Jene Luftentfeuchtungsgeräte, die mit der Prozedur der Adsorption arbeiten, haben also nach dem aktuellen Vorgang im Inneren die getrocknete Luft, die anschließend neuerlich im den Raum entlassen wird. Bei nassen Garagen, Lagerhallen oder Gebäuden, die nicht gewärmt werden, ist das Austrocknen mit der Adsorptionstechnik diejenige, die zur Trocknung vorgeschlagen wird. Hat man z. B. einen Wasserrohrbruch, so ist es nicht sinnvoll, diese Prozedur anzuwenden, da sie hochpreisig und schwierig ist. Darüber hinaus gibt es Luftentfeuchtungsgeräte, die mit der Technik der Peltiertrocknung arbeiten.  Hierbei leitet man Gleichstrom in ein thermoelektrisches Element. Dieses Element hat zwei Seiten, von denen die eine erwärmt wird und die andere für Abkühlung sorgt. Da die Temperaturen sehr verschieden sind, kann das Wasser einfach von dem Gerät aus der Raumluft gesaugt werden. Will man einen Raum trocknen, ist von einem Peltier-Trockner abzuraten. Wegen des geringfügigen Wirkungsgrades werden jene Luftentfeuchtungsgeräte im Regelfall nur in PCs oder Servern eingesetzt, um Feuchtigkeit zu absorbieren.

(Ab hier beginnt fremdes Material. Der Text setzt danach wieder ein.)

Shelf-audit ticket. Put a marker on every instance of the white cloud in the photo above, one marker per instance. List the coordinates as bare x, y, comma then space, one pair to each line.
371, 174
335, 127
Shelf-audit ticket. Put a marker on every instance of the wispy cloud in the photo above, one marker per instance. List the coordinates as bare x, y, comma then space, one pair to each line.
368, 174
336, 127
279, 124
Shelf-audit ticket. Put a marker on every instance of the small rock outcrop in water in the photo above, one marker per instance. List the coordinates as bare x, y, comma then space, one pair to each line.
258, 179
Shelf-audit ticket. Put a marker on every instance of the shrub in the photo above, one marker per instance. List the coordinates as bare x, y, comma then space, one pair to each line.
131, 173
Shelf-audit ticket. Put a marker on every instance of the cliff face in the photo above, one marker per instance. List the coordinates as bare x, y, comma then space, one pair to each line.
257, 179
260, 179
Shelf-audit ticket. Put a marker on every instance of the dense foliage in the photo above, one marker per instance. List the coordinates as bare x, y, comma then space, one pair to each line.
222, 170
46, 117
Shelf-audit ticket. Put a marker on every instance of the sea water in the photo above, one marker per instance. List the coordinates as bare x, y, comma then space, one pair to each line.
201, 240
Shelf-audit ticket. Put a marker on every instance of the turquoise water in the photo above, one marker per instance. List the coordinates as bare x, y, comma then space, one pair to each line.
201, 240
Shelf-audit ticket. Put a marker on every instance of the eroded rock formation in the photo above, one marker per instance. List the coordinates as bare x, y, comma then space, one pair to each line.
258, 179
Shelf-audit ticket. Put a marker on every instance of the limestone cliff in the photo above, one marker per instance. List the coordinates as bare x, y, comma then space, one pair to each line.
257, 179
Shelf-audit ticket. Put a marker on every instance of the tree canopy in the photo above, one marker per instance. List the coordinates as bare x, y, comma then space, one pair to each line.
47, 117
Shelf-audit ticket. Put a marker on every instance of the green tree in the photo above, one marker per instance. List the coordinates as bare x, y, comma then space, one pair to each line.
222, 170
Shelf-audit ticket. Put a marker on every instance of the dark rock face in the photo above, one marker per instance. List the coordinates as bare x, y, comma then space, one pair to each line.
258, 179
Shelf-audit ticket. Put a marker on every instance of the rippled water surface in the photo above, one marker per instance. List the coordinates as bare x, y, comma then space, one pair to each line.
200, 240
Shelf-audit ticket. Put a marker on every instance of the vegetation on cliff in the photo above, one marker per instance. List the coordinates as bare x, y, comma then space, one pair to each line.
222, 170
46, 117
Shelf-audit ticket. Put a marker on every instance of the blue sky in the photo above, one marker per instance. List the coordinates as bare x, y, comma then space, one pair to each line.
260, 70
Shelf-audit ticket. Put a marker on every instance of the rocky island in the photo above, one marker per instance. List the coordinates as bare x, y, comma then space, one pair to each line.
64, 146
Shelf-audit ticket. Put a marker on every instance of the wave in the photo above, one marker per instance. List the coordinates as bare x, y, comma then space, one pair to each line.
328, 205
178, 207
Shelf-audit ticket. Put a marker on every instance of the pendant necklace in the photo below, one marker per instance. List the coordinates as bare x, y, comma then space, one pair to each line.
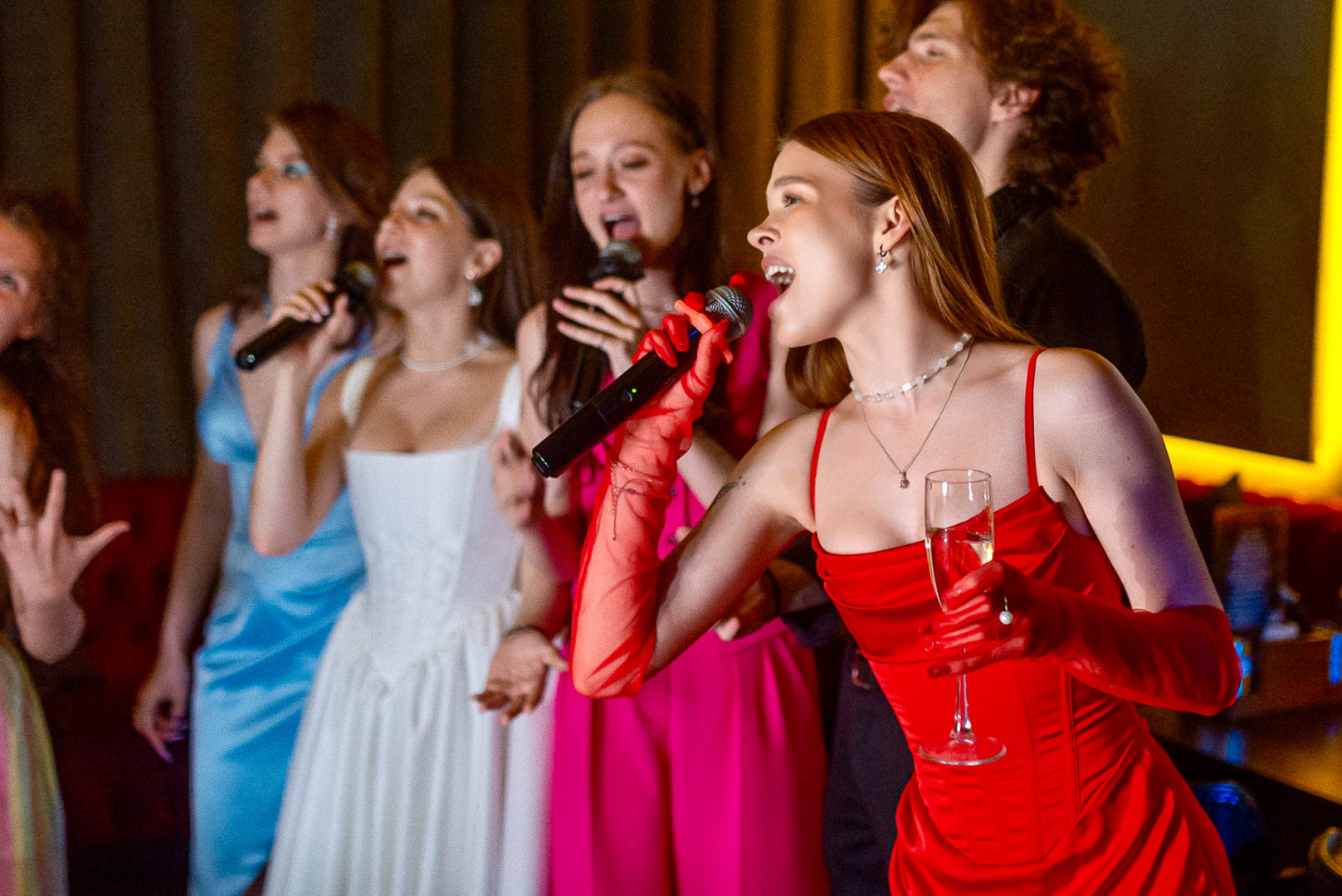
865, 400
482, 343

Es gibt auch noch die Granulattrocknung. In diesem Zusammenhang nutzt man einen Behälter, das ein Granulat aus Salzkristallen oder chemischen Stoffen inkludiert. Jenes Granulat entzieht die Feuchte aus der Raumluft.  Feuchte Kleiderkästen werden mit dieser Prozedur nicht selten getrocknet. Möchte man sich eines der Luftentfeuchtungsgeräte zulegen, hat man ein paar Möglichkeiten. Baumärkte und Maschinenverleihe haben jene Apparate heutzutage sehr oft in ihrem Produktangebot. Benötigt man das Gerät öfter, so wäre es möglicherweise sinnvoller und auch günstiger, ein solches käuflich zu erwerben.